When people can no longer see why they are being asked to deliver what is demanded of them by a government that so obviously has no plans at all, but which is more than willing to financially punish many of those from whom demand is made, then the likelihood of failure grows.

That is where we are. And it's not just in public services, of course. Truck drivers tell the same story, for example.
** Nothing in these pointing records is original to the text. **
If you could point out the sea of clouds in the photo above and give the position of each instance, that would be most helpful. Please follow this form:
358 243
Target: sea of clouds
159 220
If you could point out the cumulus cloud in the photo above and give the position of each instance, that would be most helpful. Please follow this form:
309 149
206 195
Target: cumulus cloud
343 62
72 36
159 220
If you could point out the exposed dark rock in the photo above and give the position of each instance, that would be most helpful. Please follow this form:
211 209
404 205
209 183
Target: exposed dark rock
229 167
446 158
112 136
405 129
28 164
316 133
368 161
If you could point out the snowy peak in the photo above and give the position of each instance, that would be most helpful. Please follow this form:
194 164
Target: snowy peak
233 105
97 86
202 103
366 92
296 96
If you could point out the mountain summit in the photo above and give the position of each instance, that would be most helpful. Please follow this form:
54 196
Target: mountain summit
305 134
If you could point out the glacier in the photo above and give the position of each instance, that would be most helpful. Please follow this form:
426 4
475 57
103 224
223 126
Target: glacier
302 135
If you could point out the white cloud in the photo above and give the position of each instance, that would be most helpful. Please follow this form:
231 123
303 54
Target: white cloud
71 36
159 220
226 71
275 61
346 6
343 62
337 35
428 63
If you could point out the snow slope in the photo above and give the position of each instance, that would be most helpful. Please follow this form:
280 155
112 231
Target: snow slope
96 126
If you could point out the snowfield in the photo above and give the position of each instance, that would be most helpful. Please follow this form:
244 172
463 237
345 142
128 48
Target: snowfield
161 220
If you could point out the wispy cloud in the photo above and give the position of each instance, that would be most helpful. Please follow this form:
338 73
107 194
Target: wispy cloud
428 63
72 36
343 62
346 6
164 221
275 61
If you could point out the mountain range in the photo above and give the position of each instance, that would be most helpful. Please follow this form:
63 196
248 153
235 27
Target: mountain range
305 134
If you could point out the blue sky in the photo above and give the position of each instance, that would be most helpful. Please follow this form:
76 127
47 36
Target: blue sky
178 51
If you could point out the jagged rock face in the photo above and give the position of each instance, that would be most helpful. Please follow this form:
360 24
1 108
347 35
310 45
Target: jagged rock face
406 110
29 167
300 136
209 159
When employers have put almost impossible demands on them, and ceased to care about their wellbeing, those who can have left that occupation. Just in time is failing as a result, unsurprisingly.

Worryingly, it is happening when there is great need. The Covid crisis is far from over. The stresses from Brexit have still hardly begun, and the political ramifications are only going to grow. Rishi Sunak and the Treasury, probably backed by the Treasury, are intent on imposing austerity. And then there is climate change to address. The tipping points have all arrived, seemingly simultaneously.

Of course, it could just be said that this is the inevitable outcome of neoliberalism. If financialisation is the model then leveraging by gearing business and downgrading government until, and beyond, breaking point in search of returns for a few is what was always going to happen, and that is where we have arrived. But whilst I think that is the case that provides little comfort, because this is not some academic exercise. This is a matter of having to live through this.

What is the way forward? With this post already 1,000 words long this is not the moment to address that in detail. But there is one over-riding message, which is that nothing will change until it is accepted that what we have had is broken, irreparably. Whilst we hanker for what was, and the idea that we can ‘get back to normal' remains a dominant narrative, we remain in trouble.

What was has, I rather strongly suspect, gone. What we have to do now is build what comes next. It does not matter whether we want to or not. We have no option. The way we were was not sustainable in any sense, whether politically, economically or socially. When that is recognised we can move forward. My big concern is that I doubt that we are there yet. At the same time, I also think that awareness is coming. And that's my basis for hope.